3
votes

First off, has anyone done a performance comparison for throughput/latency between a GRPC client-server implementation v/s a websocket+protobuf client-server implementation? Or at least something similary.

In order to reach this goal, I am trying out the example JAVA helloworld grpc client-server and trying to compare the latency of the response with a similar websocket client-server. Currently i am trying this out with both client and server on my local machine.

The websocket client-server has a simple while loop on the server side. For the grpc server i notice that it uses an asynchronous execution model. I suspect it creates a new thread for each client request, resulting in additional processing overheads. For instance, the websocket response latency i am measuring is in the order of 6-7 ms and the grpc example is showing a latency of about 600-700ms, accounting for protobuf overhead.

In order to do a similar comparison for grpc, is there a way to run the grpc server synchronously? I want to be able to eliminate the overhead of the thread creation/dispatch and other such internal overhead introduced by the asynchronous handling.

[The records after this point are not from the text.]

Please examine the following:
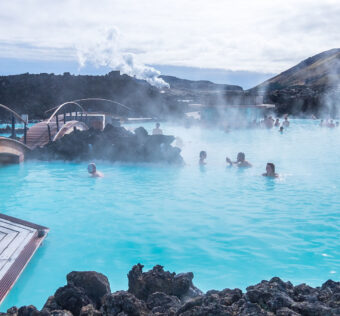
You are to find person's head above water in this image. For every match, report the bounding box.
[263,162,278,178]
[87,162,104,178]
[200,150,207,160]
[236,152,246,162]
[87,162,97,174]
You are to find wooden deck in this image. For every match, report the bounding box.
[0,214,49,304]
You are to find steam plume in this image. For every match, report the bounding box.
[77,28,169,88]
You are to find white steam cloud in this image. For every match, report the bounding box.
[77,28,170,89]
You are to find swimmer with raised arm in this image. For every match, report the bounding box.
[152,123,163,135]
[87,162,104,178]
[262,162,279,178]
[225,152,252,168]
[199,150,207,166]
[282,116,290,127]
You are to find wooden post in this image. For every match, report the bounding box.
[11,115,16,139]
[24,122,27,145]
[47,124,52,141]
[55,113,59,132]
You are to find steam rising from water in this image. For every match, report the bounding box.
[77,28,169,88]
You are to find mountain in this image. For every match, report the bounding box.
[255,48,340,90]
[252,48,340,118]
[0,71,183,120]
[160,75,243,92]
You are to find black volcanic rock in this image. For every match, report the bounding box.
[1,264,340,316]
[54,285,93,316]
[0,71,183,119]
[101,291,150,316]
[66,271,111,306]
[27,125,183,165]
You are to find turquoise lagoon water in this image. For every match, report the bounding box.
[0,120,340,311]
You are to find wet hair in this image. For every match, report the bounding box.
[87,162,97,173]
[237,152,246,160]
[267,162,275,173]
[200,150,207,159]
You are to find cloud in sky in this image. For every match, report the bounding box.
[0,0,340,72]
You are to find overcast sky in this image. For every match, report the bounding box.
[0,0,340,73]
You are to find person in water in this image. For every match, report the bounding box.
[328,120,335,128]
[199,150,207,166]
[225,152,252,168]
[152,123,163,135]
[87,162,104,178]
[282,116,290,127]
[262,162,279,178]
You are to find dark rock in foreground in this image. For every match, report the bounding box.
[27,125,183,164]
[2,264,340,316]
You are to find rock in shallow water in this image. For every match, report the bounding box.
[128,264,202,301]
[1,264,340,316]
[26,125,183,165]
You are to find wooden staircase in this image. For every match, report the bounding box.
[26,121,60,149]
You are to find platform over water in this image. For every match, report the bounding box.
[0,214,49,304]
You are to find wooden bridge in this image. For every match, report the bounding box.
[0,98,131,163]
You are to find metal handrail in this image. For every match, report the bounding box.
[0,104,26,123]
[45,98,132,113]
[45,101,86,124]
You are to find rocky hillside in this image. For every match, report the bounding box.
[256,48,340,90]
[249,48,340,118]
[1,264,340,316]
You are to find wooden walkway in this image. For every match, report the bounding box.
[0,214,49,304]
[22,118,88,149]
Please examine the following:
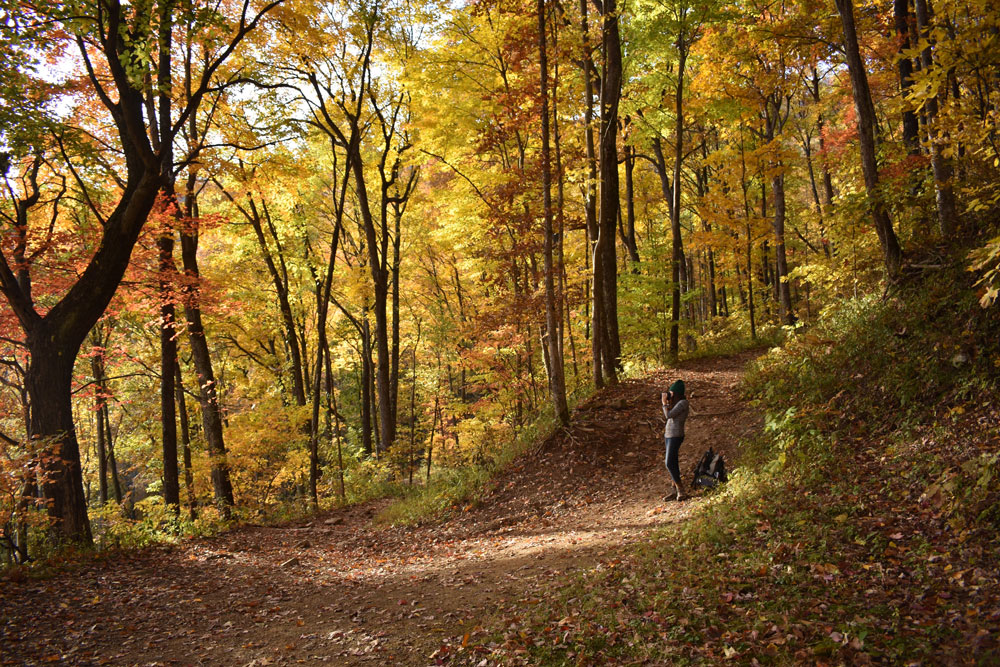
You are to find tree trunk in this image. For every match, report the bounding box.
[580,0,604,389]
[361,316,375,456]
[771,171,795,325]
[537,0,569,425]
[622,146,639,264]
[595,0,622,384]
[836,0,903,281]
[914,0,958,240]
[90,352,108,505]
[174,361,198,521]
[25,340,92,544]
[156,235,181,515]
[892,0,920,155]
[670,50,687,361]
[181,231,234,519]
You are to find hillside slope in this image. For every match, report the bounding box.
[0,355,753,665]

I do understand that there is a protobuf overhead involved in grpc that is not there in my websocket client-server example. However i can account for that by measuring the overhead introduced by protobuf processing.

Also, if i cannot run the grpc server synchronously, can i at least measure the thread dispatch/asynchronous processing overhead?

I am relatively new to JAVA, so pardon my ignorance.

2

2 Answers

5
votes

Benchmarking in Java is easy to get wrong. You need to do many seconds worth of warm-up for multiple levels of JIT to kick in. You also need time for the heap size to level-off. In a simplistic one-shot benchmark, it's easy to see the code that runs last is fastest (independent of what that code is), due to class loading. 600 ms is an insanely large number for gRPC latency; we see around 300 µs median latency on Google Compute Engine between two machines, with TLS. I expect you have no warm-ups, so you are counting the time it takes for Java to load gRPC and are measuring Java using its interpreter with gRPC.

There is not a synchronous version of the gRPC server, and even if there was it would still run with a separate thread by default. grpc-java uses a cached thread pool, so after an initial request gRPC should be able to re-use a thread for calling the service.

The cost of jumping between threads is generally low, although it can add tail latency. In some in-process NOOP benchmarks we see RPC completion in 8 µs using the extra threads and 4 µs without. If you really want though, you can use serverBuilder.directExecutor() to avoid the thread hop. Note that most services would get slower with that option and have really poor tail latency, as service processing can delay I/O.

0
votes

In order to do a similar comparison for grpc, is there a way to run the grpc server synchronously? I want to be able to eliminate the overhead of the thread creation/dispatch and other such internal overhead introduced by the asynchronous handling.

You can create a synchronous client. Generally the asynchronous is way faster. (Tested in Scala) You can simply use all resources you got in an non-blocking way. I would create a test on how many request from how many clients the server can handle per second. You can than limit the incoming request per client to make sure that your service will not crash. Asynchronous is also better for HTTP 2. HTTP 2 provides Multiplexing.

For a Benchmark I can recommend Metrics. You can expose the metrics via log or http endpoint.